Resource Characterization in the PACE Project
Resource characterization plays a critical role in the PACE
Project's strategy for building an optimizing compiler that adapts itself and
tunes itself to new systems.
The PACE Compiler and the PACE Runtime System need access to
measurements of a variety of performance-related characteristics of the target
computing system. The goal of the PACE Resource Characterization subproject is
to produce those measured values.
These values include cache characteristics such as size of each level of
the cache hierarchy, instruction costs and latencies, and the availability of vector operations. The overarching design
requirement of this subproject is that we can only describe those architectural
characteristics that have an impact on the code produced by the PACE
compiler. Thus, for example, while
it may be intellectually interesting to discover the length of a processor's
instruction pipeline, if the compiler cannot take advantage of that information, then we do not spend
time measuring it. On the other
hand, a characteristic such as the size of the first level of cache is
important because the compiler can use that statistic to guide optimizations
such as loop blocking. Our example
of pipeline length is instructive: while knowing the pipeline length might
improve some optimizations (e.g., the pipeline length describes the cost
of a missed branch, and that may be useful for instruction scheduling), the
PACE compiler is limited by the requirement that it produce C code -- rather
than native machine code -- as its output.
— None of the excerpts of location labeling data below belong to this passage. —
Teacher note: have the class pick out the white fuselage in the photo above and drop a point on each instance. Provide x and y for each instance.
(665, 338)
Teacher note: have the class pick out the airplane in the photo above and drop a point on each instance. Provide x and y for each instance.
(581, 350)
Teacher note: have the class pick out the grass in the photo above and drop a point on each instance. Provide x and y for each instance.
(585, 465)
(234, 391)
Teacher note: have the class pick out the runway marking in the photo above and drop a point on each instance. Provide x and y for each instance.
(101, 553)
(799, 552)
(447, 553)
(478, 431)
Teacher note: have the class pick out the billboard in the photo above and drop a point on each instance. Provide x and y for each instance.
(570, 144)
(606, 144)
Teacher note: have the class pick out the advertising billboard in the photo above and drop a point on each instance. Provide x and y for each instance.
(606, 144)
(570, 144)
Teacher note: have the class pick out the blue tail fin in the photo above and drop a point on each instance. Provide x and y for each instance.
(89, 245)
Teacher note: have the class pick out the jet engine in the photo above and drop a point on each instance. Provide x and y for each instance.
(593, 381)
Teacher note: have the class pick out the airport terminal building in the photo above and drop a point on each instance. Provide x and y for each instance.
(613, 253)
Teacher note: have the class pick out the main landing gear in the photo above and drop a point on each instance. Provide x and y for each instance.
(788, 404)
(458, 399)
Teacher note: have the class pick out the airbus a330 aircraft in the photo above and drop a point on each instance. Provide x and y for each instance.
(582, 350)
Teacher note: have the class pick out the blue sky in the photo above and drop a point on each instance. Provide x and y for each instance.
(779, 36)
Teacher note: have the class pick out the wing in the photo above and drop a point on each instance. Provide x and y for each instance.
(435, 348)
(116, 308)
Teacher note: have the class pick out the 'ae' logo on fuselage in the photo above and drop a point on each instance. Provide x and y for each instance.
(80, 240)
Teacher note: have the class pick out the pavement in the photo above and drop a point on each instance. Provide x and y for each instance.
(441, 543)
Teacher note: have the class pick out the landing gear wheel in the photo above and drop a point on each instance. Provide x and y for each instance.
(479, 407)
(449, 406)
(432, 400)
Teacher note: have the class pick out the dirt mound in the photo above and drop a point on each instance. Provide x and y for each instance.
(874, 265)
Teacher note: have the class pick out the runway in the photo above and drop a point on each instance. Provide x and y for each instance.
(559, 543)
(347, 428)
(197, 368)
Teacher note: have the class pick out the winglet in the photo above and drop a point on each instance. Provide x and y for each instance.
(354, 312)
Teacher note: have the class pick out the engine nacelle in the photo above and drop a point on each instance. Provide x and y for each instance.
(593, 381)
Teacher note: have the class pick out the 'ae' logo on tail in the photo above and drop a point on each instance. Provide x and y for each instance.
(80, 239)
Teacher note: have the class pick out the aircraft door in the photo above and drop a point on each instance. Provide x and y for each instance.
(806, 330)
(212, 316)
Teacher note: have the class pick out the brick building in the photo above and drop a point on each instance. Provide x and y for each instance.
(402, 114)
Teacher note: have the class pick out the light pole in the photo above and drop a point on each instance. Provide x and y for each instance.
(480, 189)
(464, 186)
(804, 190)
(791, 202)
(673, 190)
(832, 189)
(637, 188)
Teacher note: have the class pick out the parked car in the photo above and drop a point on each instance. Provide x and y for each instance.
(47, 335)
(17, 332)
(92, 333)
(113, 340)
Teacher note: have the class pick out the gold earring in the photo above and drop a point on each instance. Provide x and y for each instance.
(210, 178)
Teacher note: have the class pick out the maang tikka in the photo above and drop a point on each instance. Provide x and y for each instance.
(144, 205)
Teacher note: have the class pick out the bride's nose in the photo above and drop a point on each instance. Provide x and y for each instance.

One of the fundamental design goals of the PACE compiler is
that it must be able to adapt to many different architectures, both those
currently in production, as well as architectures that have not yet been
designed. This means that the
resource characterization cannot rely on existing technologies and interfaces
-- for example, some commodity microprocessors have programming interfaces to
allow a piece of code to discover many of the characteristics for which we are
looking. The problem with relying
on these interfaces is that they are inherently idiosyncratic, both in the kind
of information offered and in the format of the calls and information
returned. The information is
usually based on physical capacity, rather than usable limits -- for example, we measured a significant slowdown when trying
to use more than five megabytes of a cache that can hold eight megabytes. The reason for the discrepancy is that the cache is shared among cores
and processes, so although the hardware reports a particular size, the
practical capacity (i.e. the amount we can use before the code slows down
-- the real value that the compiler needs to know) is a much different
value. Further, future
architectures may well have different interfaces, levels of information, etc. Clearly, the goals of the
PACE project require a more generic, universal solution.
As a result, our approach to resource characterization will
be to use microbenchmarks, small pieces of code designed to expose
architectural behavior. Each microbenchmark
is tightly focused on discovering the characteristics of a specific
architectural feature. This
results in a library of codes, along with a simple interface that allows the
rest of the PACE tools to access the results of resource characterization.